Namurrgan lives at the lightning dreaming on the Arnhem Land escarpment – the three pillar-like bulges in the escarpment in the centre of the photo below. It is a dangerous sacred place, and the aboriginies avoid going there, as trouble will result if Namarrgan is disturbed.

16 October 2010

Captivating Corellas

Corellas are smallish (for cockatoos) white cockatoos, but whoever it was who was responsible for the design, I feel that the bald patches around the eye weren’t such a good idea in the looks stakes. The Little Corella got off relatively lightly as the blue is, at least, fairly original.


Corellas are fairly common and are particularly noisy at dusk when going through their bedtime routine. I didn’t get a chance to photograph them, though, until I was on my way to the supermarket in Jabiru. Jabiru’s the largest – uh, the only – town in Kakadu National Park. Like many towns that have grown as administrative centres, it has a slightly expanded feel about it, as if someone drew the town plan on an elastic sheet and stretched it by pulling at the corners. Supermarket, medical centre and other civic amenities were laid out in a spacious grassy area – and a flock of Corellas were enjoying the facilities. Fortunately the roads were also considerably wider than they needed to be, so I could stop and watch them from the car.

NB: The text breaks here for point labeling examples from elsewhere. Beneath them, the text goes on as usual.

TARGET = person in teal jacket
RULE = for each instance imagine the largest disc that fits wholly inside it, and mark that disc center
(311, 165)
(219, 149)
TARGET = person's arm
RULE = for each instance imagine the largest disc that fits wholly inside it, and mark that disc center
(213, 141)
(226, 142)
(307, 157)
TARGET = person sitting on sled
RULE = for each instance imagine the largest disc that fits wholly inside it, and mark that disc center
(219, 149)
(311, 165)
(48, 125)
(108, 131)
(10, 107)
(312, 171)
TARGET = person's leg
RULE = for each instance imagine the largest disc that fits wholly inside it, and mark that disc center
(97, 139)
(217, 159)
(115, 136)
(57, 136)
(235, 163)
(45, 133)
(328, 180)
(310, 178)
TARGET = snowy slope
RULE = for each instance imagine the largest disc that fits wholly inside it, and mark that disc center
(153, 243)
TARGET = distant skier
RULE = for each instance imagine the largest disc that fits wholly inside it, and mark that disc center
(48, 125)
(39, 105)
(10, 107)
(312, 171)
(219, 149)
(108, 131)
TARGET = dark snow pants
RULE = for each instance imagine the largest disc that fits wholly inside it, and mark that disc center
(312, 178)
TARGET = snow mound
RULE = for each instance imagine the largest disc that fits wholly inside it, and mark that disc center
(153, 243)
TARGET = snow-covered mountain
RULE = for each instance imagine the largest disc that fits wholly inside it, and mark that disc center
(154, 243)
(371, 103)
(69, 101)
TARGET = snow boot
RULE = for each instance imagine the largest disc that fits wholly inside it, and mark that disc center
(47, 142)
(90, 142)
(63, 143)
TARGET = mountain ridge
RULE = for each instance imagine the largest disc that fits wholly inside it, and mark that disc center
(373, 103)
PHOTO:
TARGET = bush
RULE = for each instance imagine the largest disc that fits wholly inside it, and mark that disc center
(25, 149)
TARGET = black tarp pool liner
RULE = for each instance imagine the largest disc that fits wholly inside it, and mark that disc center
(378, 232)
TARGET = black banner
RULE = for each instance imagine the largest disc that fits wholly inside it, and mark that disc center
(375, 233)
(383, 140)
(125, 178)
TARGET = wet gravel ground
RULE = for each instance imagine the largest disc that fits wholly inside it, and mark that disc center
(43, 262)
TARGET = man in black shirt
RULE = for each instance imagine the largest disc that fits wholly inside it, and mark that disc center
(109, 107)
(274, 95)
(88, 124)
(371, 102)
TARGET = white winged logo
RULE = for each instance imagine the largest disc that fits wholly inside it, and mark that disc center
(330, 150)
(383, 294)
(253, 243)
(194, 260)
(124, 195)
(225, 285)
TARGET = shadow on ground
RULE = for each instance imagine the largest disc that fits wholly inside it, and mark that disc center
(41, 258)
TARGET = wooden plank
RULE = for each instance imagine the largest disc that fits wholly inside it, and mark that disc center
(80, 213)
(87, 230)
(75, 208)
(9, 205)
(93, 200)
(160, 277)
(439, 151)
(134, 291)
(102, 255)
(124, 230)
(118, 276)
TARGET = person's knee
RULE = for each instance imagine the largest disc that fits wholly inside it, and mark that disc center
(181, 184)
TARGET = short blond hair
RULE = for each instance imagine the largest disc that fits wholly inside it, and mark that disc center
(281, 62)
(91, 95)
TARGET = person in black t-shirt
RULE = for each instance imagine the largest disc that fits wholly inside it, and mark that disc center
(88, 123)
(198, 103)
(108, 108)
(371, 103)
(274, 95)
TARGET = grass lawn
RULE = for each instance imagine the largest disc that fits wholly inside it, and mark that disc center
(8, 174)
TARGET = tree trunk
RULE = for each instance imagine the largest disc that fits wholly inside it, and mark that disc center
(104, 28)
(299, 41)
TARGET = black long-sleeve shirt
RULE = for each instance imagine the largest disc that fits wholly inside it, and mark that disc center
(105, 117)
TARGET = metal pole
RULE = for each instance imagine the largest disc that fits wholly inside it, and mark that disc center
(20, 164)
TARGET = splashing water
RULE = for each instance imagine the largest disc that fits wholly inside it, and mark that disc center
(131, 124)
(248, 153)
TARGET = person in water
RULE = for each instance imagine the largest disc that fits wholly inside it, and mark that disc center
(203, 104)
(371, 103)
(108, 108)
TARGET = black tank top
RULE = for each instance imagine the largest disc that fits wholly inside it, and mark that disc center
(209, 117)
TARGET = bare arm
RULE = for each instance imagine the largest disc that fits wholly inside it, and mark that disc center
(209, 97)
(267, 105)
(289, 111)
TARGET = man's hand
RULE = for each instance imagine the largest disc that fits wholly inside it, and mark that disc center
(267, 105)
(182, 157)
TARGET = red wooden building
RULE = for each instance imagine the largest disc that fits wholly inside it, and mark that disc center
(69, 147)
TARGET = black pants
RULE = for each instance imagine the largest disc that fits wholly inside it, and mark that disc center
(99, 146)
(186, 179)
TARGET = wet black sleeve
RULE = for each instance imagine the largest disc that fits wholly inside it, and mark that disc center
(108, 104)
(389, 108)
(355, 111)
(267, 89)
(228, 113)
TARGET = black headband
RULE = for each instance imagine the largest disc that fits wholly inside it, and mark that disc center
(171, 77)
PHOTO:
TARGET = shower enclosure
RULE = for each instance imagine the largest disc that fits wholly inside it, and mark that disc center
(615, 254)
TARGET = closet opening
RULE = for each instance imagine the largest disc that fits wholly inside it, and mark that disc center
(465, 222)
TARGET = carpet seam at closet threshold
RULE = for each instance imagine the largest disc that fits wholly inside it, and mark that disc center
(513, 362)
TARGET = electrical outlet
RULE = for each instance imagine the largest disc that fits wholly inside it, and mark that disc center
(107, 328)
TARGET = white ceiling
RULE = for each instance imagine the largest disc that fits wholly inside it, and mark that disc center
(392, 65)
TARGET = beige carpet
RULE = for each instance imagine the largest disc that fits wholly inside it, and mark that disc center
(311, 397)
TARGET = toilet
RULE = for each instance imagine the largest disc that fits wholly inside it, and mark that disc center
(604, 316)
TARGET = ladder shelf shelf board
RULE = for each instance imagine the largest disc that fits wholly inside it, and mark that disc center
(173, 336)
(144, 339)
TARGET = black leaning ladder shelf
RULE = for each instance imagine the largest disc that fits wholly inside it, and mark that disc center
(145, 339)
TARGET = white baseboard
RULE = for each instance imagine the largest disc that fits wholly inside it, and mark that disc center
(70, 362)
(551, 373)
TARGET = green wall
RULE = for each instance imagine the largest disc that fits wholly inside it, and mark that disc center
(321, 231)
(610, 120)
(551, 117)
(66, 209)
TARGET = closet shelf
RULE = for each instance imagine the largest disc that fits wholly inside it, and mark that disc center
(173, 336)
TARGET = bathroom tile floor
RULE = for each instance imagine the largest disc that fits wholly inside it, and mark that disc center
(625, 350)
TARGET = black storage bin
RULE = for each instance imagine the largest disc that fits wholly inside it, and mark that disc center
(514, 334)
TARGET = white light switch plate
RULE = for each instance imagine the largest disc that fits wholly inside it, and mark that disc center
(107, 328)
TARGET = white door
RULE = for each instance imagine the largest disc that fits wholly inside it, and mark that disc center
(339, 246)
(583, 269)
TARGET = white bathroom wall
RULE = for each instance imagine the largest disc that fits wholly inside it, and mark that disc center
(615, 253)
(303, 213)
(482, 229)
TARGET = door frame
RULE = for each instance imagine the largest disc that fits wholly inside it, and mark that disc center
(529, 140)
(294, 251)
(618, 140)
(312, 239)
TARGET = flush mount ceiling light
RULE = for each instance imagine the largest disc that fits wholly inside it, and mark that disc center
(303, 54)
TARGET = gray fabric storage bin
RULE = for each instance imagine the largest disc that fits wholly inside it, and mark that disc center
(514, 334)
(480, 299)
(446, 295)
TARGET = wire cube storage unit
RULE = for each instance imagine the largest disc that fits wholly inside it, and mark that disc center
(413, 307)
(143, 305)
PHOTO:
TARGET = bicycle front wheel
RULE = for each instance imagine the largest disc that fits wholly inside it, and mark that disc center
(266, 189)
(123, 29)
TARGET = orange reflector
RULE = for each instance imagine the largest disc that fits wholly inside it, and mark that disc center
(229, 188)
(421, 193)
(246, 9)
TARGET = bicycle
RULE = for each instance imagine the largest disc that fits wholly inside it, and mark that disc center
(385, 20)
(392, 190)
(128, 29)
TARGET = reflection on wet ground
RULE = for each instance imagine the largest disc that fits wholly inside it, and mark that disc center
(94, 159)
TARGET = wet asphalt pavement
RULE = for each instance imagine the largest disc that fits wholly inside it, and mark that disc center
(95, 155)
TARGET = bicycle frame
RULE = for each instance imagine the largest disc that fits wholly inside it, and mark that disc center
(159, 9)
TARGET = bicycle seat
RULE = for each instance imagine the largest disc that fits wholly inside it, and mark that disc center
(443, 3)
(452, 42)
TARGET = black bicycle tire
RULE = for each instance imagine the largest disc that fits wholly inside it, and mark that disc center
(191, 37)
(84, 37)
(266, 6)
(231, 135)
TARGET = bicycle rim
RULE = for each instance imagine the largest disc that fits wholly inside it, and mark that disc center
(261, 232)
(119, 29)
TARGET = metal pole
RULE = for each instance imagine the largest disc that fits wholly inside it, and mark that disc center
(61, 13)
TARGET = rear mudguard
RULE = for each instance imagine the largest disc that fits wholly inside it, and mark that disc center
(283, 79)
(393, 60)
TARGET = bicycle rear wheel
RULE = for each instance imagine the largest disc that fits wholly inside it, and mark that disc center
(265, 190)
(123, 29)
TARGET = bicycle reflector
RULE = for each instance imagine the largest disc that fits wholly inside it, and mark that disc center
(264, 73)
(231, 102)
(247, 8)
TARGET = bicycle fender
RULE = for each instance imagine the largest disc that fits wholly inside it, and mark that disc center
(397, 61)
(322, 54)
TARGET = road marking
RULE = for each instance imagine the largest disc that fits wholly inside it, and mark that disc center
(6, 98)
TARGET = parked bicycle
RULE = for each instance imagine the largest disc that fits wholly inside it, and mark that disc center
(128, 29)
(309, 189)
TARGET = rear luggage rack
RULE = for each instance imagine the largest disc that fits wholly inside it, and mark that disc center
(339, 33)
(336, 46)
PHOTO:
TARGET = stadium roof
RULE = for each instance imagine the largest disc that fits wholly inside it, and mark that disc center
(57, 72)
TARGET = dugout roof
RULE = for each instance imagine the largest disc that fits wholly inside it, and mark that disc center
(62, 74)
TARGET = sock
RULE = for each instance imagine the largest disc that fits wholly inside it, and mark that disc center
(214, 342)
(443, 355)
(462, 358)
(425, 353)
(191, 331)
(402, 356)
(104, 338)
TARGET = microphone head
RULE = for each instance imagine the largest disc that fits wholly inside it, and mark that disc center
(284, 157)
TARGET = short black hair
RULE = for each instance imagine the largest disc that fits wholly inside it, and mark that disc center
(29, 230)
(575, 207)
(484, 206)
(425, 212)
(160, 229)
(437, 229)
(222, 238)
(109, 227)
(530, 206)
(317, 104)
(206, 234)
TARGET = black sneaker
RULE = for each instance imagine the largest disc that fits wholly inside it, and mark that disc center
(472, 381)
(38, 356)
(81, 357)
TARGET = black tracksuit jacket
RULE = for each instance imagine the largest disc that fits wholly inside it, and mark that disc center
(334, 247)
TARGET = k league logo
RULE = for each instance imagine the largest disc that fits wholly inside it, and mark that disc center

The Corellas were feeding on long thin seed pods. Clearly their motto was one foot good …


… but two feet better:


An alternative to finding the seed pods yourself seemed to be to sidle up to a flock-mate who was attempting to subdue one on the ground, and try and put your own foot down on it:


Even the ensuing fights were conducted at an exaggeratedly slow pace:


Their final piece de resistance in their clowning - which I never managed to photograph - was a slow forward somersault. It looked almost as though they were leaning forward to pick up something small from the ground, and tumbled over. Either that, or it was just part of a Corella’s mission in life to be utterly captivating.